Re: How do you deprecate URIs? Re: OWL-DL and linked data

Richard Cyganiak wrote:
> On 9 Jul 2008, at 00:11, Bijan Parsia wrote:
> [big snip]
>> Complaining that the Big Nasty People Who Know What They're Talking 
>> About are raining on your sameAs parade isn't constructive.
> 
> Ah Bijan. How about *you* grow up, flameboy?
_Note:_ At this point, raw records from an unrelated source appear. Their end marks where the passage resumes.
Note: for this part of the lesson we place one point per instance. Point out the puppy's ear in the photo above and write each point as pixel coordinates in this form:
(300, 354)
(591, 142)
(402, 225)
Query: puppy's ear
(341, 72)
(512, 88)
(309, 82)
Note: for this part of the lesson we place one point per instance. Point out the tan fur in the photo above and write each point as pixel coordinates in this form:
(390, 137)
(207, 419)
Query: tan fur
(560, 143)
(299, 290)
(Please soften your language, both of you. Consider picking up the phone 
instead.)

> You keep asserting that There Are Technical Problems With Using sameAs. 
> It would help your argument if you told us what those technical problems 
> actually *are*. I heard you say that using owl:sameAs could bite us in 
> the butt. Could you be more specific?

The core idea is quite simple, and relates to the notion of when two 
(rdf/owl) documents are describing (typically amongst other things) the 
single same entity, ...the same thing. In cases where it is true to say 
they describe the same entity, the term 'owl:sameAs' is one handy way to 
express that situation. In cases where the two documents describe 
different entities, it is not true to say that owl:sameAs holds between 
them. This is all irrespective of which document (if any) the owl:sameAs 
claims are made in, and purely cast in terms of whether the claim is 
true. And the main thing to remember about OWL here is that if the 
owl:sameAs claim is true, and we believe both of the docs, all 
information about that entity written in both documents gets pooled.

> Many people in this forum, including me, do not have a background in 
> formal logics. Without that background, it is hard to distinguish proper 
> uses of owl:sameAs from improper uses of owl:sameAs. 
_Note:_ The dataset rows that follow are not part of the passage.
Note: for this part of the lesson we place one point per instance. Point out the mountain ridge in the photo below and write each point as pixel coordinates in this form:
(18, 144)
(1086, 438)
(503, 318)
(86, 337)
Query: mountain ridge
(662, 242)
This is true, regarding the list. There are people from a great variety 
of backgrounds around here. And on a good day, that is one of our strengths.

> A side note: The reason why I advocate the use of owl:sameAs is not that 
> it's the *right* solution. But it's *the only solution that was 
> available*. The alternative would have been to argue for a year or two 
> instead of linking up our datasets. Not compelling. That being said, I'm 
> very interested in hearing your take on when I should use owl:sameAs and 
> when not.

One metric here might simply be: what % of owl:sameAs claims in the LOD 
scene are false claims.  However, that isn't itself always a bad thing. 
Sometimes publishing false information online has value - for example, 
historical data. Life is a lot easier though if at least the identity 
reasoning we do is based on reliable information. For this reason, 
publishing false identity claims can be a lot more destructive than 
publishing other kinds of falsehood. The LiveJournal RDF/FOAF dataset 
for example might be full of 10s of 1000s of fake birthdate properties. 
We kinda expect that. And we should also expect to see a rise in spam 
blogs making false identity claims too about their owners. Dealing with 
the latter is a bigger pain though. For datasets that come from 
relatively trusted sources, it is a big win if we can believe the 
identity-related claims they make.

If the best data / tools you have suggest that two docs/datasets are 
describing the selfsame entity, using owl:sameAs seems fine, even if you 
have a secret hunch you're only perhaps 95% confident of the data 
quality or tool reliability. If the best information you have instead is 
telling you "these two documents seem to be talking about more or less 
the same notion", then owl:sameAs probably isn't for you: it doesn't 
communicate what you know. Which of these situations you're in might be 
something of a judgement call, but it should be a judgement call 
grounded in clarity about what a use of owl:sameAs is claiming.

I doubt we can get very far with this in the absence of examples. Would 
anyone like to collect up a dozen various owl:sameAs claims published 
explicitly in the Web that might be considered questionable? (for now 
let's set aside cases where owl:sameAs is implied by other constructs).

cheers,

Dan

--
http://danbri.org/

Received on Wednesday, 9 July 2008 10:21:02 UTC